A few weeks ago on my podcast God in the Grit, My colleague and I talked about the role of politics in religion. Do they mix? Should they mix?
Our Torah has 613 commandments. Our rabbis divided them into a number of categories, one of the most notable being the distinction between commandments between a person and God, and commandments between a person and another person.
Do not take the Lord's name in vain is an example of a commandment between a person and God. Do not place a stumbling block before the blind is a commandment between a person and another person.

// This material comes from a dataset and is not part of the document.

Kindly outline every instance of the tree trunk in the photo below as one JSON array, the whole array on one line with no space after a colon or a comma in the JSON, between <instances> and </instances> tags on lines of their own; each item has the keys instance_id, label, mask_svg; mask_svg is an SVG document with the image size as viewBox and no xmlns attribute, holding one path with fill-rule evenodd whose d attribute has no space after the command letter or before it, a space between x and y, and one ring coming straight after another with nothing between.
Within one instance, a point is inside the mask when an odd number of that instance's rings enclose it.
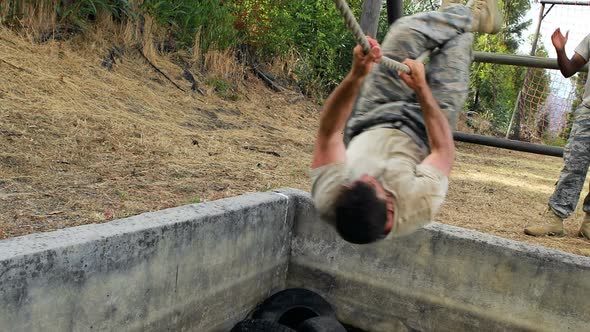
<instances>
[{"instance_id":1,"label":"tree trunk","mask_svg":"<svg viewBox=\"0 0 590 332\"><path fill-rule=\"evenodd\" d=\"M381 14L381 0L365 0L361 16L361 28L366 35L377 37L379 15Z\"/></svg>"},{"instance_id":2,"label":"tree trunk","mask_svg":"<svg viewBox=\"0 0 590 332\"><path fill-rule=\"evenodd\" d=\"M403 16L404 0L387 0L387 21L392 25L395 20Z\"/></svg>"}]
</instances>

The vast majority of our commandments are in the category of commandments between a person and another person. When a proselyte approached Hillel and asked him to define all of Judaism in one sentence, Hillel said the famous maxim: What is hateful to you, do not do to your neighbor. The majority of our 613 commandments bolster Hillel's claim: Judaism cares how each of us treats other people.
This means that Judaism, like other religions, is political. It legislates how we should act toward each other. It teaches economic law, judicial proceedings. It tell us about marital contracts and familial obligations. And most importantly, it instills a set of ideals. Justice, justice you shall pursue. Remember that you were strangers in the land of Egypt. Love thy neighbor as yourself.

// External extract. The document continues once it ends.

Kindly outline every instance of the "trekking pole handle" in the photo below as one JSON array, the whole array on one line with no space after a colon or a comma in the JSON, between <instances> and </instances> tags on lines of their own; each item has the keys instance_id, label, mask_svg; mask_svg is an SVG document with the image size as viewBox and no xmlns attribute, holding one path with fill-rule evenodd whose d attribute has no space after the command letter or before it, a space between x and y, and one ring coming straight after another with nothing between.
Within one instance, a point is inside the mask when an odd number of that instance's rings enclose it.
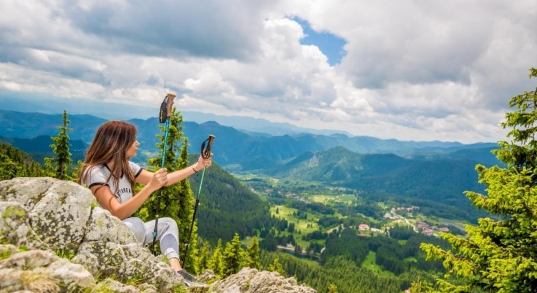
<instances>
[{"instance_id":1,"label":"trekking pole handle","mask_svg":"<svg viewBox=\"0 0 537 293\"><path fill-rule=\"evenodd\" d=\"M213 134L209 134L209 138L205 140L201 144L201 156L204 159L209 159L211 158L211 148L213 146L213 141L216 137ZM207 147L205 147L205 142L207 142Z\"/></svg>"},{"instance_id":2,"label":"trekking pole handle","mask_svg":"<svg viewBox=\"0 0 537 293\"><path fill-rule=\"evenodd\" d=\"M168 105L166 107L168 112L166 115L168 117L171 116L172 115L172 106L173 105L173 99L175 98L176 97L176 96L173 94L171 92L168 92Z\"/></svg>"}]
</instances>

Religion without politics is just a feel-good, self-help distraction that doesn't challenge us to repair our world, or frankly, ourselves.
Politics is a part of our religion, but partisanship is not.
The Religious Action Center, the RAC, is a part of our Reform Movement, It lobbies congress on hundreds of policies that our movement has voted on at the Biennial Conventions. Carmen Tesser, a member of our Union for Reform Judaism's board, can tell you more about some of these platforms.
A few years ago, I attended the RAC's yearly conference in Washington DC, the Consultation on Conscience. I don't remember the topic of this particular session, but I remember feeling like there was an implicit assumption that all Jews are democrats, and it just didn't sit right with me. At the time, I was a rabbi in Omaha, NE, where there was a diverse spread of political beliefs, similar to our community here at CCI.
The head of the RAC, Rabbi David Saperstein said something I'll never forget. Let me be clear. There is nothing wrong with being Republican. Republicans and Democrats alike should feel equally at home in our synagogues and communities. Party affiliation is not a moral choice. But there is something wrong with not caring about the stranger, the widow, and the orphan. That is a moral choice.
While functioning as your rabbi, I will never preach from the pulpit on who to vote for, or conversely, who to vote against. Aside from being illegal, it's also the wrong thing to do.
But at the same time, I have a responsibility, a Jewish responsibility, to be political. I will publicly speak out and condemn things that I find anti-semitic, or racist, or misognyst, or Islamophobic. When I say Never Again as a response to the Holocaust, that resolve means that I will fight for the rights and freedoms of other minorities in addition to those of my Jewish community.
Just as I speak out publicly against the treatment of liberal Jews in Israel, I will speak out against a possible registry of Muslims. Just as Moses spoke truth to power to Pharaoh, I will do the same to protect the rights of same-sex marriages. These are not political issues. They are moral issues. Some may respond: But you are Jewish and they are not Jewish! Well, it is exactly because I am Jewish that I fight for the rights of others.
I know some come to services as a way to get away from the madness and pain of our lives. Yes, services should bring peace and joy. But ultimately, Judaism is not a respite from the world, it is an engagement with the world.
Hillel taught us that Judaism is a politic of righteous action. But he also taught us something else equally important. He taught us to listen to those that disagree. His arguments with Shammai remind us that we should engage with those that think differently from us, as difficult and as sometimes hurtful as that can be.
We have been in our echo-chambers for far too long. It is not just Congress that must reach across the aisle of partisanship. We must! Labels like liberal,alt-right, Hillary supporter, Trump supporter - these quick judgements have taken the place of real discussion and debate. This is something each of us can do something about.
In these days leading up to Thanksgiving, I remain thankful for living in a country where diverse faiths, opinions, and political beliefs are founding principles. This Thanksgiving, as we gather with friends and family, in addition to delicious turkey and stuffing and pumpkin pie, let us remember one more political statement from Hillel:
If I am not for myself, who will be for me? But if I am only for myself, who am I? If not now, when?